- Date: October 2010
- Page count: 160 pages
- Publisher: Archaia Studios Press

Creative team
- Writers: Chandra Free
- Artists: Chandra Free
- Letterers: Chandra Free
- Colourists: Chandra Free
- ISBN: 1932386874

= The God Machine (comics) =

The God Machine is a 2010 graphic novel published by Archaia Studios Press. It is written and illustrated by Chandra Free.

==Plot summary==
After the death of his girlfriend, Sith, Guy Salvatore can no longer make sense of his own world. He has hallucinations of monsters that besiege him with requests and threaten his life wherever he goes. He is completely unsure if these manifestations are real or are born in his mind. As the line between reality and insanity is blurred Guy comes across a man who calls himself Satan and claims holds the answers to all of Guy’s worries. Satan restores Guy's hope promising Sith is still alive, but the two Gods that oversee existence let her be ripped from her world by unknown forces. She is now drifting through dimensional planes known as “Dream Worlds.” Satan pleads Guy to use his power to leave his world’s plane, search for Sith, and seek retribution from the Gods that caused the ordeal.

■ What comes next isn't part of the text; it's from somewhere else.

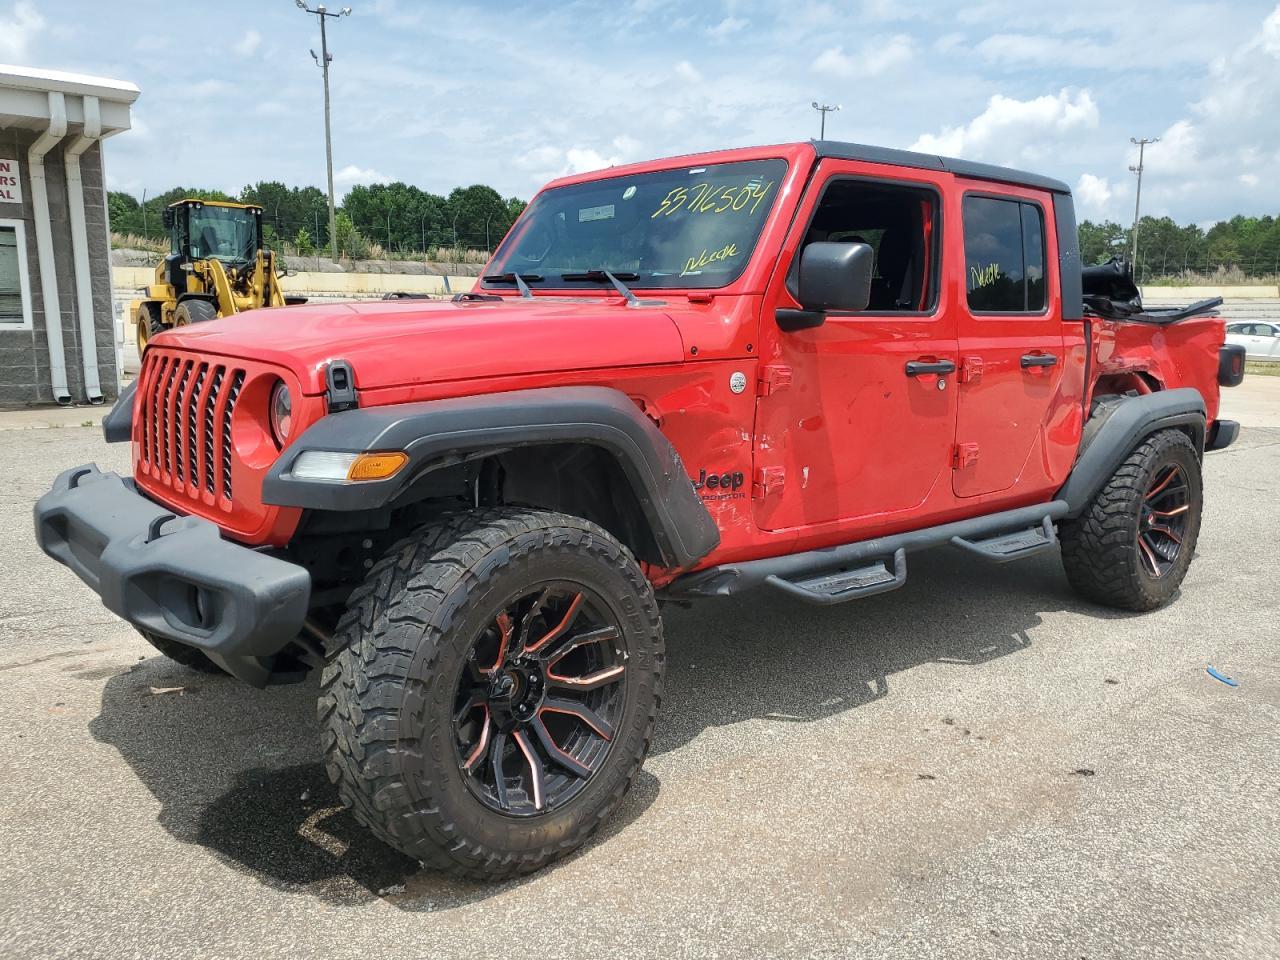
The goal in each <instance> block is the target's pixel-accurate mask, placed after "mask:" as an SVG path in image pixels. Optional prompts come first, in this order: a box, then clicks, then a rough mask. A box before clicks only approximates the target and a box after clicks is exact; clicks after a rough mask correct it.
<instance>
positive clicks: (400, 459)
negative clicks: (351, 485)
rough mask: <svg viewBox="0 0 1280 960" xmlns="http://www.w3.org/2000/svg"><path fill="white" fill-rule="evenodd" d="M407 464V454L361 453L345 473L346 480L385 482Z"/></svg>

The chapter takes place in the present day in the town of Salem. Things start off with our main character, Guy, waking up and going to school after seeing a massive "hallucination" come out of his bathroom mirror and ask for floss. At school he is only reminded of the loss of his girlfriend and leaves. After a night of more strange creatures, he struggles to sleep and finally does so only to meet with a woman calling herself "sickness" in his dream. She turns into a hideous creature, kissing Guy and holding him in her clutches. Guy wakes up started and upset.

We are then taken to the entrance of Heaven, the domain of the character Good God. Her character comes in hoping to get back into her office in, but has lost her key to the door to Heaven. She calls for the aid of her friend and fellow god Evil God, second in command to Good God and ruler of hell. Together they go look for the key in the last place she was, a graveyard in Guys town.

At the same time this is happening, Guy has gone to the graveyard and is mourning the loss of his girlfriend. When the gods show up, he is able to see them, which shouldn't be possible for normal human beings. Upon seeing Good God, Guy locks eyes with her, but the gods disappear. Guy grows more frustrated with the series of events taking place around him, and as he expresses his anger, a man claiming to be Satan appears suddenly. He claims Guy's girlfriend is alive and that he can still find her in another dimension. Initially Guy shrugs the man off as one of his hallucinations, but as his hallucinations become more vivid and physically threatening, he begins to question our perception of reality and his own sanity.

The second chapter opens in an area called "The Door Nexus" which is described as being between you, the devil and the deep blue sea". Good God and Evil God come through a door, Evil God yelling about the fact that Guy saw them. Good God says they can simply look Guy up, and go into the Limbo dimension. There they run into Limbo God, third in command and keeper of Limbo, who goes with them to go eat before looking up Guy.

Meanwhile Guy is in math class, where Mortia, the girlfriend of Andrew who is Guy's best friend, is hitting on Guy. He yells at her drawing the attention of the teacher, but begins to see horrific things in class while his teacher is talking to him. His teacher is able to snap him out of this situation by yelling at him to go to the principal's office.

In the realm of Heaven, the gods are investigating Guy Salvatore and why such strange events keep taking place around him. They find nothing abnormal about him, but his ability to see the gods says otherwise, leaving the gods feeling apprehensive about Guy.